9 THE THIEF AND THE TIGER

A discontinuity. A new world slaps me in the face, and I fall to my knees in the sudden gravity. Chilly air fills my lungs. It smells of wet earth and smoke.

I am standing in the middle of a clearing in a white forest. There are straight trees with pale, birchlike bark and impossibly symmetric foliage shaped like crowns or hands in prayer. Dark, ragged creatures with fluttering wings dart amongst the branches. The sky is grey. The ground is covered in white particles too grainy to be snow, a few centimetres deep. The Realmgate is behind me, a silver arch – a perfect flimsy semicircle. Good. At least I still have a way out.

I get up and wince at the sudden pain at the soles of my bare feet. The white stuff feels like powdered glass. I grunt and scrape some of the particles away. They look like cogwheels with sharp teeth, spilled innards of tiny clocks.

The sting reminds me that I have changed, too. Zoku Realms do not just transfer, they translate, turn you into a software construct that best approximates you in whatever constraints the virtual world imposes. Here, it seems to mean my shipboard attire of a jacket and slacks, barefoot – and no trace whatsoever of my Sobornost body’s more superhuman capabilities. At least my lost hand is back, even if it quickly goes blue and numb in the cold.

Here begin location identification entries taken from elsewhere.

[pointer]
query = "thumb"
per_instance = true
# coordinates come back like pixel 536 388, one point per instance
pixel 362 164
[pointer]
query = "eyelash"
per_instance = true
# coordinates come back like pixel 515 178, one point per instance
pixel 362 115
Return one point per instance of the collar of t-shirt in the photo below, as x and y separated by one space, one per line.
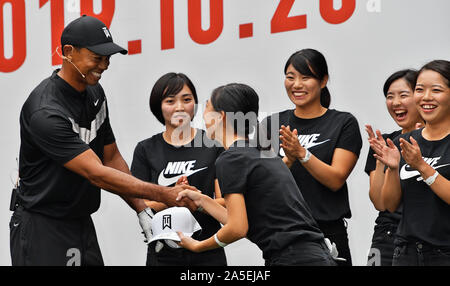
240 143
298 120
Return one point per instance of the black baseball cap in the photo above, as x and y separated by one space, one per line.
90 33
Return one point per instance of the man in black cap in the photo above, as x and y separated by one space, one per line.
68 153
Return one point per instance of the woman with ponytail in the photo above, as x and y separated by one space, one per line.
320 145
263 202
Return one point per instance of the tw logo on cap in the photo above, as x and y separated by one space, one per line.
106 31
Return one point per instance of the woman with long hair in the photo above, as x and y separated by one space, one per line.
398 91
180 153
320 145
418 173
263 202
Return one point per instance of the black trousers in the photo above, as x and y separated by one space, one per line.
39 240
419 253
168 256
302 253
336 231
382 249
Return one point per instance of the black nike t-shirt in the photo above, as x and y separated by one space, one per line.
321 136
426 216
384 217
161 163
57 123
277 213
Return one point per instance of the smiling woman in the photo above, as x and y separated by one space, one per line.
318 144
418 175
398 91
175 155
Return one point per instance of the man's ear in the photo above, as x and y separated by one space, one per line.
68 51
324 82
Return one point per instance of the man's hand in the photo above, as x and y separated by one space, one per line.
170 195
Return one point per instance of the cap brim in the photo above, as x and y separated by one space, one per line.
169 235
107 49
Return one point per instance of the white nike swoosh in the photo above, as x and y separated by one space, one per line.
163 181
404 174
310 145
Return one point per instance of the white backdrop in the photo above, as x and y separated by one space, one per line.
376 40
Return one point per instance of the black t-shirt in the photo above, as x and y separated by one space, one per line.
277 213
384 217
161 163
426 216
321 136
57 123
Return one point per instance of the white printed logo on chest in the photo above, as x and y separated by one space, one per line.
179 168
307 141
406 172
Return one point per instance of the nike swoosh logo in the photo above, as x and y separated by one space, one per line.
313 144
163 181
404 174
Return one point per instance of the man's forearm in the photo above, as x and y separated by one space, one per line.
119 163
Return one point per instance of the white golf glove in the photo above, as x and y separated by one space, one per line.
333 250
145 220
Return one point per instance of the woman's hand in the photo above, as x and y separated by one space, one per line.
182 181
386 154
195 196
188 242
290 144
411 153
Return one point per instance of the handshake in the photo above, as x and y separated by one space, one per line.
173 199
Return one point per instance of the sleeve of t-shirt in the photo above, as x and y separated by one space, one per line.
231 171
109 134
370 162
53 134
350 137
140 167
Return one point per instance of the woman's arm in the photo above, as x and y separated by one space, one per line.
218 194
413 156
391 192
376 184
332 176
377 175
235 228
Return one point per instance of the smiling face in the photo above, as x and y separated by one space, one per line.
401 105
432 97
303 90
178 109
90 64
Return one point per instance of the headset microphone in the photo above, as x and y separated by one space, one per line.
70 61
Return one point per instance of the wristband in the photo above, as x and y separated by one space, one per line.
306 158
430 180
220 243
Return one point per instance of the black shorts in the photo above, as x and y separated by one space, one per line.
39 240
168 256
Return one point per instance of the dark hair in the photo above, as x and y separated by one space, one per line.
440 66
409 75
311 63
169 84
242 103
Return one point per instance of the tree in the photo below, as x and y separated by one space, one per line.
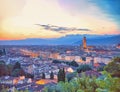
43 75
51 75
2 68
61 75
16 66
114 67
73 63
87 84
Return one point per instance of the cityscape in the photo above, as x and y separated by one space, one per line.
59 46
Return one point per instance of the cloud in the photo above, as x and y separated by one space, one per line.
109 7
61 29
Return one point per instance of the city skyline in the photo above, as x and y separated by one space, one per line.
56 18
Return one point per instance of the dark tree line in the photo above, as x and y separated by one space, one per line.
73 63
61 75
13 70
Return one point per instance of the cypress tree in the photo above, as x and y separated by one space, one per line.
51 75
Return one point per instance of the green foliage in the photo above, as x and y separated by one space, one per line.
61 75
87 84
73 63
83 68
43 75
70 76
114 67
51 75
17 66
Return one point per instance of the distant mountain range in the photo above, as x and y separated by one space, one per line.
67 40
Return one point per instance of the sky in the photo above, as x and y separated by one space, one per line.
21 19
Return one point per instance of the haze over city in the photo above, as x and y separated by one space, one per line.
21 19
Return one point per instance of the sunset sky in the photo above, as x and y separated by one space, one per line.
20 19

My stolen Realmspace sword has also translated – as it should have. Made by the Martian zoku whose specialty is raiding lost Realms, it adapts to whatever environment you transfer it into. I blow at my hands, rub them together, and pull it out from its scabbard.

Here, its blade is white bone, curved like a claw. The hilt is an intricate spiky design made from cold iron, heavy and uncomfortable in my hand. When I raise it, it whispers to me in a voice that is like chalk screeching on a blackboard. Small Realm. Archetypal objects and avatars. Generative content. Damaged. Dying. It makes sense. My clumsy attempts to open the Box have left the environment here broken. I wonder what it was originally: some sort of fairy-tale forest, perhaps.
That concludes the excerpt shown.